Tout un ensemble de travaux anciens et récents, comme ceux de Julia Cagé et Thomas Piketty dernièrement, mettent en avant les inégalités de classe subies par les électeurs du RN. C’est tout à fait justifié, mais le problème de ces approches est souvent d’euphémiser ou d’évacuer la dimension raciale qui continue de structurer le vote RN.

 

Il faut reconnaître cette structuration essentielle, tout en rappelant que le racisme est un fait social transverse à toute la société, dont l’extrême droite n’a pas le monopole. Ce que j’essaie de démontrer dans mon livre, c’est que le vote RN est une modalité parmi d’autres de participation aux processus de racialisation. Il est le fruit d’une vision raciste qui s’articule à une expérience de classe particulière, de sorte qu’elle est politisée de manière spécifique en direction de ce parti.

 

Sur le terrain, j’observe ainsi un racisme ordinaire déjà très présent, sur lequel se greffe une mise en concurrence pour l’accès à des ressources communes : logement, éducation, services publics… Cette concurrence sociale a pour effet d’attiser l’hostilité vis-à-vis des minorités ethno-raciales. Or, le RN a compris la force sociale et politique du racisme. Par son discours et son action proprement politiques, il cherche à l’activer à son profit. 

 

Vous affirmez d’ailleurs que l’électorat RN se situe à la frontière d’un « ordre racial » dont il redoute l’effritement.

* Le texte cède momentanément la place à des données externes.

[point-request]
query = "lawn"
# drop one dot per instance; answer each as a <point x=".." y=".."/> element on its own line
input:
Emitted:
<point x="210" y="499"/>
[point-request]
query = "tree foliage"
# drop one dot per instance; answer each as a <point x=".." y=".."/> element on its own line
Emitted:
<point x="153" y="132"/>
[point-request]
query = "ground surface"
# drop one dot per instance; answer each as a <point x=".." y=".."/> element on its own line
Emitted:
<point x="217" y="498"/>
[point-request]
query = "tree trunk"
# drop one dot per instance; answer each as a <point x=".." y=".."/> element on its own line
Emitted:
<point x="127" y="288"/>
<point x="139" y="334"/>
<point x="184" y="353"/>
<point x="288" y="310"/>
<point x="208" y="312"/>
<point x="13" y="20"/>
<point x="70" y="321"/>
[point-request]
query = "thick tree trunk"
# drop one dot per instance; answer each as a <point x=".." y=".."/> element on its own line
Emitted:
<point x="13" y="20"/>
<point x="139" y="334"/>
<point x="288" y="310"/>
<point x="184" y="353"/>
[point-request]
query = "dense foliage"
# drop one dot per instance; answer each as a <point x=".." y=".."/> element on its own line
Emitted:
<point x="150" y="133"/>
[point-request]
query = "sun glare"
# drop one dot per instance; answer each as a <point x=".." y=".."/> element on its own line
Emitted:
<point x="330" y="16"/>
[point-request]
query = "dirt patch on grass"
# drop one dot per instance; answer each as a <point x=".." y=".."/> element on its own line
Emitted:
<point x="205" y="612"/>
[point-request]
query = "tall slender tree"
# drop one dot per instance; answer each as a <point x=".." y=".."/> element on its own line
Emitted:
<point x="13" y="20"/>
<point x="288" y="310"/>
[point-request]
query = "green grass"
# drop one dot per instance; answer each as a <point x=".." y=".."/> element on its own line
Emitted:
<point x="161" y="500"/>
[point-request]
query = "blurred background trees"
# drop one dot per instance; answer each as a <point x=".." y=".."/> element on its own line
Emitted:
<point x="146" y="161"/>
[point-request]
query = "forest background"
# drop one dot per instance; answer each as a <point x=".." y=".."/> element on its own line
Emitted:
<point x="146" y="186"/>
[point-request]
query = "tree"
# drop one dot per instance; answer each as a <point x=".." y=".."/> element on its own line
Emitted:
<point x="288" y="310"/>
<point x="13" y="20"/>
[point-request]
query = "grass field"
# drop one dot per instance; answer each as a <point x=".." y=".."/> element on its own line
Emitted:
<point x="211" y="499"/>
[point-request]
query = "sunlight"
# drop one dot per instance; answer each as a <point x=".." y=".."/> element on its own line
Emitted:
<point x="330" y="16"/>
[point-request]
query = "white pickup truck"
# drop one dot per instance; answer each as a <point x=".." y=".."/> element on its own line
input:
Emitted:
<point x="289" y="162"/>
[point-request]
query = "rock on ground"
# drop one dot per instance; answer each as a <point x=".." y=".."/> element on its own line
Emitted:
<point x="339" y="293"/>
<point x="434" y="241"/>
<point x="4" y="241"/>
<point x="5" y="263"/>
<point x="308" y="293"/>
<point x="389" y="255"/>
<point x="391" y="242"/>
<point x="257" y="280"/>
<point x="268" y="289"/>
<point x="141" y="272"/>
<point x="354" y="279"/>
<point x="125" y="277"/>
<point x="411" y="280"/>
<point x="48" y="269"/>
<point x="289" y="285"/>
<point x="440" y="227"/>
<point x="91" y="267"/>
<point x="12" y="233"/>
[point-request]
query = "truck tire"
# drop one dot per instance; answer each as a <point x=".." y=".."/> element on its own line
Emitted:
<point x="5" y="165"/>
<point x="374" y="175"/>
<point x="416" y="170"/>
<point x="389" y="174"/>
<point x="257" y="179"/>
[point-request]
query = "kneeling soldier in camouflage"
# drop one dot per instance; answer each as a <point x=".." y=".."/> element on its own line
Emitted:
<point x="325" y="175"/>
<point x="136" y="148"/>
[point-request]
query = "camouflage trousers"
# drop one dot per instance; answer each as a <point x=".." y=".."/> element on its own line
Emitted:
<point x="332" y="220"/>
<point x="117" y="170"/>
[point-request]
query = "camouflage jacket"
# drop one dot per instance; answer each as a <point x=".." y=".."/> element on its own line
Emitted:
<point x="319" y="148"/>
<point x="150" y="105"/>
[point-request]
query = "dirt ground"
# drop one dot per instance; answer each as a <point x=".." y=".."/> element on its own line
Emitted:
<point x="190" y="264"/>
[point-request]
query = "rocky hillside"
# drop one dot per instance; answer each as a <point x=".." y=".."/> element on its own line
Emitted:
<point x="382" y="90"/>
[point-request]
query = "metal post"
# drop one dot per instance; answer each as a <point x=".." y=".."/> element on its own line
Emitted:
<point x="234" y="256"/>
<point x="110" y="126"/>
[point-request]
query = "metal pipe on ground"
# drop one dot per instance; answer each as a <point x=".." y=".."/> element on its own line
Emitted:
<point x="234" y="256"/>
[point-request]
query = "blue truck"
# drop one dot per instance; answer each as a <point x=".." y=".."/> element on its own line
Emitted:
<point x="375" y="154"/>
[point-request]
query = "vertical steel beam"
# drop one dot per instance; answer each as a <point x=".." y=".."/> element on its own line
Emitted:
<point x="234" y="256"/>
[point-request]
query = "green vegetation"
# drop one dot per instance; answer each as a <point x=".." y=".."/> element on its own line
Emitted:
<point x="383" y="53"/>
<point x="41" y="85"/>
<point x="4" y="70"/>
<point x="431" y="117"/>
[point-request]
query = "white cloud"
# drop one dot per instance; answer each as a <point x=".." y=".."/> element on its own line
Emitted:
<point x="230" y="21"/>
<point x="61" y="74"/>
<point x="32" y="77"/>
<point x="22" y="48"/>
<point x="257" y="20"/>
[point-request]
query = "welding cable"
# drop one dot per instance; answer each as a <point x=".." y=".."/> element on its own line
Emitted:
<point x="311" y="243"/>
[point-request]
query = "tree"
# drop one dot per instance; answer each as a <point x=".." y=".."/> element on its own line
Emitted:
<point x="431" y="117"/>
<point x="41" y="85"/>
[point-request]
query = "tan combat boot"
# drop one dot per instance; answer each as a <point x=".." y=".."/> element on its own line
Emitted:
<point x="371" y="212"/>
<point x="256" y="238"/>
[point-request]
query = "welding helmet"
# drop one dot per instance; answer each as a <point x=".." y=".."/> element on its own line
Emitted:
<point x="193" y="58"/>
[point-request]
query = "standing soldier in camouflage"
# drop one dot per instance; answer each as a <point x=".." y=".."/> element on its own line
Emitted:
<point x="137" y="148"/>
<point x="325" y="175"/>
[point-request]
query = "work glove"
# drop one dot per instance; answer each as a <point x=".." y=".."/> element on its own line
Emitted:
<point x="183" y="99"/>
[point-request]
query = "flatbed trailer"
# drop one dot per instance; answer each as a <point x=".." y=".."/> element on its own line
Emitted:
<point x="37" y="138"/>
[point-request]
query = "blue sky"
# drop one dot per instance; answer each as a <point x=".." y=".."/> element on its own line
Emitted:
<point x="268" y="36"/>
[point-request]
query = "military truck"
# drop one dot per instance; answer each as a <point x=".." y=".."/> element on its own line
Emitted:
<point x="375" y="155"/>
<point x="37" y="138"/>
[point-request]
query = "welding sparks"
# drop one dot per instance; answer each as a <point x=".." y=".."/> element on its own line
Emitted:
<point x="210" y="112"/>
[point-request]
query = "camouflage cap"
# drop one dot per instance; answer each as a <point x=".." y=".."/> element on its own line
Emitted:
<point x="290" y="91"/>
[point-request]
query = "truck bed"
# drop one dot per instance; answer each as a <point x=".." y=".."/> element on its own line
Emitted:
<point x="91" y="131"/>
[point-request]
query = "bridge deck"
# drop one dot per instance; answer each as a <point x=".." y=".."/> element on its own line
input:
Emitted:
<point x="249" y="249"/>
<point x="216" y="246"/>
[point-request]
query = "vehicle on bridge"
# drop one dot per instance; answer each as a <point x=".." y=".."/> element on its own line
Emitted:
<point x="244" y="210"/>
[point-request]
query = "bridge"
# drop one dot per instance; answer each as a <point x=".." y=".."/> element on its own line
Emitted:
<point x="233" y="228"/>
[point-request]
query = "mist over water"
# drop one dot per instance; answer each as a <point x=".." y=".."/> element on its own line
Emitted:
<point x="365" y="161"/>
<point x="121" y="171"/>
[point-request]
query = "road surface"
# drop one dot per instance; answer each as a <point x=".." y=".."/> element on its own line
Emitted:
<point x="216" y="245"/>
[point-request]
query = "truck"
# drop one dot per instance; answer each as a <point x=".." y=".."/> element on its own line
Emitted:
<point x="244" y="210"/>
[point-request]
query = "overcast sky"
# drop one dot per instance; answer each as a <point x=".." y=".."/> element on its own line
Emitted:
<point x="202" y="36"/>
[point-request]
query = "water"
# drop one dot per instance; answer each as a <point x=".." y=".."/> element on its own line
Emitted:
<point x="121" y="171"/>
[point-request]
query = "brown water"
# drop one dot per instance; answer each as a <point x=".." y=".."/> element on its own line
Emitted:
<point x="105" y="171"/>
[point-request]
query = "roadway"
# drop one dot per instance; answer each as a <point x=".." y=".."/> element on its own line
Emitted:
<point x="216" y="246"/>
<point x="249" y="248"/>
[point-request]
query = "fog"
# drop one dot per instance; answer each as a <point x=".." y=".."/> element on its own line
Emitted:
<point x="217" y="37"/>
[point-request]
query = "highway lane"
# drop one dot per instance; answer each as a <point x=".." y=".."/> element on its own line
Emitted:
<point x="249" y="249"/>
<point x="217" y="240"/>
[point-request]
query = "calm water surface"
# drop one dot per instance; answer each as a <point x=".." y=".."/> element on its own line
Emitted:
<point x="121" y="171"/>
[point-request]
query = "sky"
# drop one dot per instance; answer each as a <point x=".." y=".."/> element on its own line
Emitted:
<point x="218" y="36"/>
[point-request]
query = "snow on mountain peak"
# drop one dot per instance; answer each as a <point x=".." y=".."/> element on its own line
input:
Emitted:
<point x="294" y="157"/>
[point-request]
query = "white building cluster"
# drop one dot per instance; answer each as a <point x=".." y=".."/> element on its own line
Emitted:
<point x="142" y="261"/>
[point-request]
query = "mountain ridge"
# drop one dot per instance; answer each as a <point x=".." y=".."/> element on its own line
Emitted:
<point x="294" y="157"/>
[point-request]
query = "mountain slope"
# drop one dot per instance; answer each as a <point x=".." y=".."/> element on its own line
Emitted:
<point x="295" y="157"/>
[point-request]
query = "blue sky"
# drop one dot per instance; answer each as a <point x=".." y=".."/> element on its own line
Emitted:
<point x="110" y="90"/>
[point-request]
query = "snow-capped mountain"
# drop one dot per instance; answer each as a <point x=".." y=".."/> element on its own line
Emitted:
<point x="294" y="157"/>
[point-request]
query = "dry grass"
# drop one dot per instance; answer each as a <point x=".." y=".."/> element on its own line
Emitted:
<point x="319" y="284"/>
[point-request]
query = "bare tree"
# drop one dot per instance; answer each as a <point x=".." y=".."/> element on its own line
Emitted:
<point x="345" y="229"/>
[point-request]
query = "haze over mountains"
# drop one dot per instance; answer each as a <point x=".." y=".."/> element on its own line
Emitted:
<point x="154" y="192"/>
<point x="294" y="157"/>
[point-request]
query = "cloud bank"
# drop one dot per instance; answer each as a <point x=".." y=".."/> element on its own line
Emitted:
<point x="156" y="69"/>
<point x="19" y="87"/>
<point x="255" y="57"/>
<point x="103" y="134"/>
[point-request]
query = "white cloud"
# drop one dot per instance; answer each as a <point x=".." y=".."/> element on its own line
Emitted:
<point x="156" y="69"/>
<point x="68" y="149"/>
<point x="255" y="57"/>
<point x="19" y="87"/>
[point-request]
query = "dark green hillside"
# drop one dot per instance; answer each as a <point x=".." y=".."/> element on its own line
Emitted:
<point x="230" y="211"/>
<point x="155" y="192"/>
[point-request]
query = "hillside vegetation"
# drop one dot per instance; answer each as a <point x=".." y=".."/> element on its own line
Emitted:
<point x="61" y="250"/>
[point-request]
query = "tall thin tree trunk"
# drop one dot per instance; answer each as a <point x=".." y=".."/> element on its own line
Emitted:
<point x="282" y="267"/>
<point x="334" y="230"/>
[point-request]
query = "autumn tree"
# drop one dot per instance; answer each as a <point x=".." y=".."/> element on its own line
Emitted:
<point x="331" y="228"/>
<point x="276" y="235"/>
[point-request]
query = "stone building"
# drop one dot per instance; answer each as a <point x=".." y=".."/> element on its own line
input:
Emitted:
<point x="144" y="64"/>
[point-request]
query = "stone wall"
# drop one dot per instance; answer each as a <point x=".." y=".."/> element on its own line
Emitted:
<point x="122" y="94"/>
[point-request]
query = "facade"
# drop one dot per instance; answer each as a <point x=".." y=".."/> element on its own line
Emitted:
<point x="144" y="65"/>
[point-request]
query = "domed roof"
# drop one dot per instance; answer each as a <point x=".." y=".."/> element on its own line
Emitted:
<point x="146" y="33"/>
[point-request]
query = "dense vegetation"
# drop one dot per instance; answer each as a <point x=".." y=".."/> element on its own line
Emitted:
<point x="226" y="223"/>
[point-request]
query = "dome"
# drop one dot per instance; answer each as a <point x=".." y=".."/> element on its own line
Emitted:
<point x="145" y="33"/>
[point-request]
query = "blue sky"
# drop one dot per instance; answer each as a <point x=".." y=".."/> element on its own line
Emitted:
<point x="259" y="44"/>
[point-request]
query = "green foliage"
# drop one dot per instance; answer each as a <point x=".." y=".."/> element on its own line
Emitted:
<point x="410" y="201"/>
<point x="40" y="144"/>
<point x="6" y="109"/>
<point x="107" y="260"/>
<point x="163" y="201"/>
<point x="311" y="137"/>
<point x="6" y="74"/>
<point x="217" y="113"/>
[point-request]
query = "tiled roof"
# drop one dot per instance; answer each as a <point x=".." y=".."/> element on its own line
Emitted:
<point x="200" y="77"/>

D’un point de vue ethno-racial, les personnes que j’ai rencontrées sont en effet du « bon côté » des frontières raciales qui traversent la société française. Mais si elles font partie du groupe majoritaire, elles perçoivent leur position de pouvoir comme fragile et menacée. Elles ont l’impression d’être de moins en moins majoritaires, d’être de moins en moins « chez elles », et craignent que leurs privilèges soient fragilisés.

 

Pour le dire un peu brutalement, ce sont des personnes qui n’ont pas les ressources sociales à la hauteur de leur désir ségrégatif, de leur volonté de partager un « entre-soi blanc ». D’où le conditionnel de beaucoup de propos que j’ai recueillis, par exemple : « J’aimerais bien déménager mais je n’ai pas les moyens. » De ce point de vue, ces électeurs sont dans une position de « dominants dominés », qui va leur rendre d’autant plus séduisants les discours qui promettent de durcir les frontières de l’ordre racial. 

 

Vous consacrez un chapitre à l’islamophobie, en montrant qu’elle dépasse évidemment de très loin la critique de la religion, et s’offre comme la déclinaison d’une forme de racisme culturel. Certaines de ses mécaniques, observez-vous, seraient semblables à celles que l’on retrouve dans l’antisémitisme. En quoi ?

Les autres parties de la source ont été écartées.